The passage presents several basic points frequently made about McCain's life story. These points are commonplace—but are they really true? Is it true that you can tell McCain's story to kids—all of his story, not just the good parts? Is it true that McCain is the "anti-Clinton"—McCain, the only one of the four major hopefuls whose sexual history resembles The Big He's? Can you tell kids the story of the first McCain marriage? Can you tell them about Marie, the Flame of Florida? Can you tell them the one about McCain drunkenly crashing through his date's screen door? Indeed, can you tell them the one about the Keating Five, if the story isn't lightly cleaned up? Anyone's story can be told to kids if you only tell the kids the good parts. Bill Clinton has a fantastic life story, if you leave out the parts folks don't like.

No one who reads about McCain's POW years could fail to be stunned by the suffering involved. But what, if anything, should that mean to a voter? Life stories don't interpret themselves. When scribes start interpreting a hopeful's life story, they tread on notoriously subjective soil. It's lots more fun than actually examining the long public record of a major public figure. But the repetitive coverage of Senator McCain helps us see something about life stories—they can lead the public discourse astray, as ardent scribes decide to tell us the parts of the stories they like.

 

Tomorrow: When journalists tell us McCain's life story, they often skip over parts they don't like.

We don't get it: We think the issue of those "Catholic Voter Alter" phone calls has been thoroughly hashed and rehashed. It would have been fine with us if they had never come up when McCain appeared on Meet the Press this past Sunday. But host Tim Russert did bring them up, quizzing McCain about his past statements. Here is part of what Russert said:

RUSSERT: It went on to Tuesday night [2/22]. David Gregory said to you, "He had allies criticizing you. You had allies criticizing him." McCain: "Not so. No, that's not so. The calls were made that I had anything to do with—although I don't know who paid for them—had to do within pointing out that Governor Bush did go to an institution that prohibits racial dating, that is anti-Catholic." You knew who was paying for that call.

On screen, Russert's producers posted the transcript of the quoted exchange with Gregory, including the text of Gregory's question.

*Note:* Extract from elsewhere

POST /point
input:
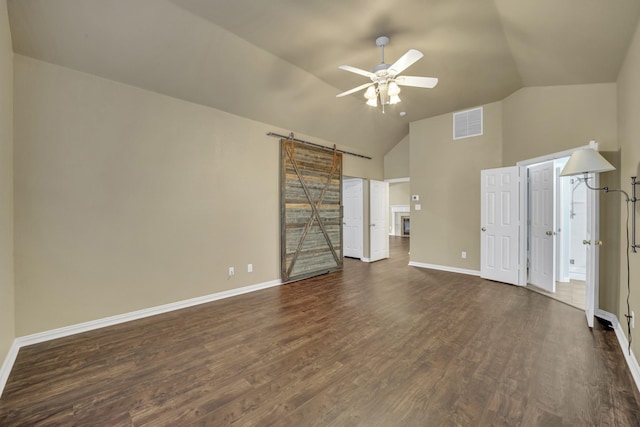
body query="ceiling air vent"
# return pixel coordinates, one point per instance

Responding immediately, McCain said this:

MCCAIN (continuing directly): I was paying for calls that stated the facts. The question that was asked me was, "Are you running calls that are—that accuse Governor Bush of being anti-Catholic or practicing racial bigotry?" I said no then. I say no now. We were running factual statement

But, as the posted transcript (which Russert read) makes clear, McCain was not asked if he was "running calls that accuse Governor Bush of being anti-Catholic or practicing bigotry." As we have pointed out before, McCain's oft-repeated account of what he was asked is difficult to square with the facts.

What did McCain say when Russert brought this up? Nothing, because Russert never mentioned the discrepancy. Having just read the text of Gregory's question, he accepted McCain's description of the question without any question or comment. At this point, Russert had had an entire week since Sam Donaldson accepted the same odd statement from McCain on This Week (see THE DAILY HOWLER, 2/29/00). We mention this not to pile on McCain—again, we think this issue has been thoroughly explored. But it's important to see the weakness of the analytical skills found at the top of our national discourse. We don't know how to explain this work—Russert clearly wasn't trying to coddle McCain, since he went on to criticize McCain for being indirect to the point where McCain was visibly annoyed. But it's important to understand: the most obvious howlers often pass unnoticed at the top levels of our national discourse. This example was so stark, so puzzling and so disappointing that it brought the analysts right out of their chairs. What's the point of asking a question if you're prepared to accept answers like this?